これらのSaaS導入と業務改革は、井村屋グループの働き方を根本から変えた。「紙の文化」から脱却し、デジタルを前提とした効率的な業務プロセスへの移行が着実に進んでいる。しかし、こうした大規模な変革には必ず課題がつきものだ。社内の抵抗をどのように克服したのだろうか。
●DX戦略の特別部隊
井村屋グループがDX推進で直面した課題を乗り越えられた秘訣は、現場を巻き込んだ大規模なプロジェクト体制にあった。

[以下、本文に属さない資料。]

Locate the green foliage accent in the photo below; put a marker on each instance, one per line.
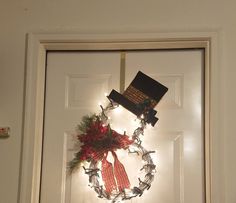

DX戦略プロジェクトには、約40人のメンバーが参加している。この規模は、同社の従業員数からすると決して小さくない。「生産現場、営業部隊、管理部門など、各部署から人が集まっています」
プロジェクトの特徴は、その多様性と階層横断的な構成だ。「当初は管理職が中心でしたが、今は実務担当者レベルの人も多く参加してもらっています」。このアプローチにより、現場の生の声をDX戦略に反映させことが可能になった。ここで出された意見は、具体的なSaaS選定や導入計画に反映される。「現場の声を聞くことで、導入後の抵抗を最小限に抑えることができました」
しかし、全ての変革がスムーズだったわけではない。「特に、長年続いてきた業務慣行を変えるのは難しかった」と岡田氏は率直に語る。例えば、経費精算のキャッシュレス化に対しては、「仮払金がなくなると困る」「個人の立替精算に抵抗がある」といった声が上がった。
これらの課題に対し、粘り強く対応した。プロジェクトメンバーが各部署に戻り、変革の必要性を地道に説明した。また、新しいシステムの使い方講習会を頻繁に開催し、社員の不安解消に努めた。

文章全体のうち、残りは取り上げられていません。